The EMPA-KIDNEY trial is currently undergoing and includes patients with CKD and with a lower GFR cut-off limit of 20 mL/min/1.73 m2.35 This trial is expected to shed more light on the renoprotective effects of SGLT2i in patients with CKD who have a primary renal disease independent of diabetes.36
SGLT2i are a relatively new class of oral hypoglycaemic agents. Multiple trials have suggested the renoprotective properties of these agents in patients with diabetic nephropathy, as well as non-diabetic proteinuric primary renal diseases. Studies conducted with primary cardiac endpoints had a GFR cut-off of more than 60 mL/min. Later, primary renal studies attempted to reduce the cut-off to 25 mL/min, making a case for use of these agents in relatively advanced renal impairment. The ongoing EMPA-KIDNEY trial has further reduced the GFR cut-off to 20 mL/min, and, depending on the results of this trial, SGLT2i may also find a role in the management of patients with advanced renal impairment.

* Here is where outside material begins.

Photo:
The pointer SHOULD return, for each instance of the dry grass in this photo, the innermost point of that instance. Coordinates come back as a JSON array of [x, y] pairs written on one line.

All of the previous trials focused on the renal benefits of SGLT2i in proteinuric renal diseases. The EMPA-KIDNEY trial will also clarify the role of SGLT2i in non-proteinuric primary renal diseases. Nephrologists eagerly await the results of this study, which could add SGLT2i to the armamentarium of agents used to prevent progressive primary renal diseases. New research is expected to shed more light on novel indications for this newer class of agents; the preliminary results are encouraging, especially in patients with IgA nephropathy and Alport syndrome. Nephrologists throughout the world await further studies and new data regarding use of SGLT2i in primary renal diseases beyond the scope of diabetic nephropathy.